I’m trying meditation, too, and have been using the Headspace app, which I really like. It’s certainly making meditation easier (I didn’t say easy, though) but I find that meditation works better for me in the morning or during the day than in the evening.
5. Add some magnesium
Some time last year, I started using a spray on magnesium oil. I was going through a really bad phase of waking up 3 or 4 times a night and not being able to get back to sleep. It was completely exhausting and I was at the end of my tether. (Yes, new mummas – I feel for you!) I read somewhere that magnesium improves your sleep quality, so I bought a bottle to try.
It made a huge difference. Within a month, I was sleeping through the night. Now I apply it around 5 times a week, and if I skip a week, I’m back to square one with my sleep patterns. There’s a blog on magnesium coming up, but in the meantime, I’ll just say that I spray it on to my legs either before going to bed or after having a shower in the morning. I even travel with a small bottle these days.

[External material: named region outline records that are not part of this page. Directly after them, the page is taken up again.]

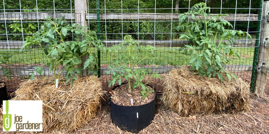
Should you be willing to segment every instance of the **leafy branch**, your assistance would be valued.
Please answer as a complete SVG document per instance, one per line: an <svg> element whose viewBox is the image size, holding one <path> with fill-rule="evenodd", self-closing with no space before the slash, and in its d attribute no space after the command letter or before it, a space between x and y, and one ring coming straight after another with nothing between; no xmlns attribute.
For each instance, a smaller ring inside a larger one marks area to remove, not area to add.
<svg viewBox="0 0 269 134"><path fill-rule="evenodd" d="M187 39L191 41L190 45L185 45L184 54L191 55L189 61L191 69L201 76L209 78L217 75L223 81L222 74L224 73L229 81L232 77L237 79L235 75L226 71L223 66L229 63L228 55L234 54L240 58L240 54L230 45L234 43L233 38L246 34L251 39L251 36L241 30L229 29L233 26L221 18L228 15L210 14L210 9L205 3L200 3L195 5L189 11L179 15L177 30L184 33L180 35L179 38ZM189 16L194 21L187 21ZM197 18L197 16L203 18ZM220 40L217 41L218 39ZM224 41L226 40L229 43Z"/></svg>
<svg viewBox="0 0 269 134"><path fill-rule="evenodd" d="M135 53L143 50L151 51L153 53L153 48L149 46L138 47L138 44L139 43L134 40L131 35L127 35L124 37L124 40L122 43L118 46L113 46L111 49L115 50L119 56L113 64L108 66L110 70L107 71L106 73L109 74L112 73L112 79L110 81L109 87L114 85L116 81L118 82L119 85L121 85L123 79L124 78L128 82L129 92L132 92L132 89L138 87L141 88L141 94L144 99L151 93L154 92L146 86L149 82L150 78L161 79L161 78L159 74L157 73L149 74L149 72L152 71L150 68L144 68L138 66L139 63L149 57L146 54L144 57L139 60L138 59L140 57ZM119 49L127 52L119 52L117 50ZM147 78L146 80L147 82L144 83L143 81L145 79L145 76Z"/></svg>
<svg viewBox="0 0 269 134"><path fill-rule="evenodd" d="M95 32L87 31L87 27L75 24L71 25L66 22L60 19L53 21L47 18L39 32L24 42L21 51L38 45L48 57L50 71L53 71L55 79L60 80L61 74L65 70L67 73L63 77L66 80L65 83L71 81L73 85L74 81L77 79L76 74L81 75L83 69L87 69L88 74L92 70L94 74L97 74L98 60L94 50L105 49L97 39ZM74 40L68 40L67 35L71 34L74 35ZM81 38L83 40L80 41ZM46 45L43 47L44 43ZM84 55L88 55L88 59L82 67L78 68L78 65L82 63L81 57Z"/></svg>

While I’m reading or listening to a talking book, I slather moisturiser on. On my hands, I love Weleda’s Pomegranate Hand Cream. On my (freshly washed) feet and elbows, I use Weleda’s Skin Food. There is a bit of a theme here with the Weleda stuff – it’s my all time favourite brand. Their ingredients are amazing, and the stuff seriously works. Sometimes I mix it up and use a home made magnesium balm on my heels.

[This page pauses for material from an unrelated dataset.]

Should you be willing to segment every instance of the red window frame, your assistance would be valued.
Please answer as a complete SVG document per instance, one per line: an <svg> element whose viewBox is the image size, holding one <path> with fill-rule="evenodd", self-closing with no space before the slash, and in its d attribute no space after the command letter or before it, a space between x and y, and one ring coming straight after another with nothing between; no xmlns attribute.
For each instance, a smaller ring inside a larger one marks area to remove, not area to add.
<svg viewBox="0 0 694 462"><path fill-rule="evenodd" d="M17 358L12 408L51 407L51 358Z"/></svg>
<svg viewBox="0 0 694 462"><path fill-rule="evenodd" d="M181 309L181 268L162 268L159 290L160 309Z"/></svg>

On my lips I switch between another Weleda product, the Everon Lip Balm, and some DIY lipbalms that I mixed up earlier this year.

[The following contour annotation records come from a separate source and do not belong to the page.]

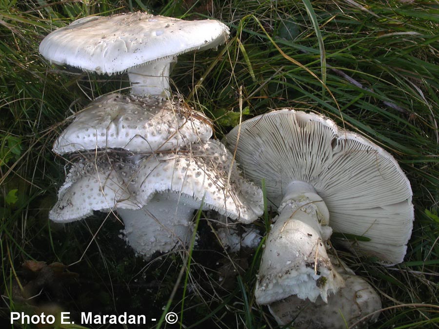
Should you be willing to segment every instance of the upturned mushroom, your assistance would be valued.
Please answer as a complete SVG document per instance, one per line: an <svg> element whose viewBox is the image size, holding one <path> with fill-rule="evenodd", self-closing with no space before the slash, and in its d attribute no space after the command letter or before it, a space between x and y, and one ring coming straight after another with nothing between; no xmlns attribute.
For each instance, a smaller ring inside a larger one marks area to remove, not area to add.
<svg viewBox="0 0 439 329"><path fill-rule="evenodd" d="M412 191L382 148L326 117L288 109L243 122L224 142L246 178L265 179L267 199L278 208L262 256L259 304L291 295L326 302L342 287L325 248L332 230L362 237L343 241L359 254L387 265L402 261Z"/></svg>
<svg viewBox="0 0 439 329"><path fill-rule="evenodd" d="M55 141L58 154L122 149L153 153L204 142L212 124L200 112L181 103L119 94L101 96L80 112Z"/></svg>
<svg viewBox="0 0 439 329"><path fill-rule="evenodd" d="M47 36L40 52L51 62L84 71L126 72L132 95L168 97L170 65L177 56L217 48L228 36L228 28L214 19L138 12L75 20Z"/></svg>
<svg viewBox="0 0 439 329"><path fill-rule="evenodd" d="M330 258L345 286L329 296L327 303L320 297L312 303L293 295L269 305L279 324L291 324L296 329L365 329L377 321L381 306L379 296L342 261Z"/></svg>
<svg viewBox="0 0 439 329"><path fill-rule="evenodd" d="M58 201L49 218L57 223L69 223L89 217L94 211L139 209L137 200L115 170L115 161L106 156L90 157L74 163L58 191Z"/></svg>
<svg viewBox="0 0 439 329"><path fill-rule="evenodd" d="M210 140L192 145L190 152L156 155L123 168L121 174L142 207L119 210L128 243L146 258L184 245L199 209L242 223L260 216L262 192L241 177L231 158L222 144Z"/></svg>

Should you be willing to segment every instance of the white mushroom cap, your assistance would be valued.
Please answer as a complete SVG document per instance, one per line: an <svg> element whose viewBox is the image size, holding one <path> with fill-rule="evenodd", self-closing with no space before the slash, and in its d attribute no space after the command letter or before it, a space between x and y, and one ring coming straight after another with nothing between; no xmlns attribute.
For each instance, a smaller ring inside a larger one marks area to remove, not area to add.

Under my eyes I use Egyptian Magic. I brought home a tester of this from work, and I absolutely swear by it under my eyes at night. It really does make a difference.
You may wonder how my husband and I have any kind of relationship at all given that I go to bed coated in grease every night, but I think I’ve shared enough. That will have to remain my secret 😉
7. Electronics and blue light
I don’t usually have a problem falling asleep, I have problems staying asleep. My eldest son, however, can’t get to sleep in the first place. He started high school this year and has a very full schedule. Aside from the schoolwork, exams, and the pressure of football games, music and dance performances, he’s also dealing with the emotional highs and lows that come with being a teenager.
He seems to have problems winding down of an evening, and I think it’s just because his brain is processing so much. He does sport every day, so he’s physically tired. Magnesium didn’t seem to help him, and he doesn’t watch TV or use electronics before bed. What we have discovered, though, is that blocking blue light and reading for half an hour before lights out really helps.
We’ve only worked this out in the last couple of weeks, so at the moment we’re covering his bedside light with orange fabric. It’s an LED light so that’s safe enough, but I’m trying to source some orange lensed glasses for him to see if they help. Occasionally he’d like to be able to watch some TV before bed, but right now that means that although it’s lights out at 8.30, he’ll still be sleeplessly wandering the house at 10.30. With the orange light he’s asleep within 10 minutes.
I’ll be doing some more research into orange light vs blue lights, so you can expect a blog post on this, too!
8. Waking up to go to the toilet
And a final one for me – not drinking too much water before I go to bed. I drink most of my water in the morning, and this seems to work for me.
I’ll leave you with one last tip that my nurse mother told me a while back. If you wake up in the night needing to pee, roll over. Apparently, rolling over makes your body think your bladder isn’t full, and it takes a while to catch up and feed the message to your brain, by which time you’re asleep again.
So that’s my weird and wonderful bedtime routine to guarantee me a solid night’s sleep.
What’s your bedtime routine? Do you have any tips to share?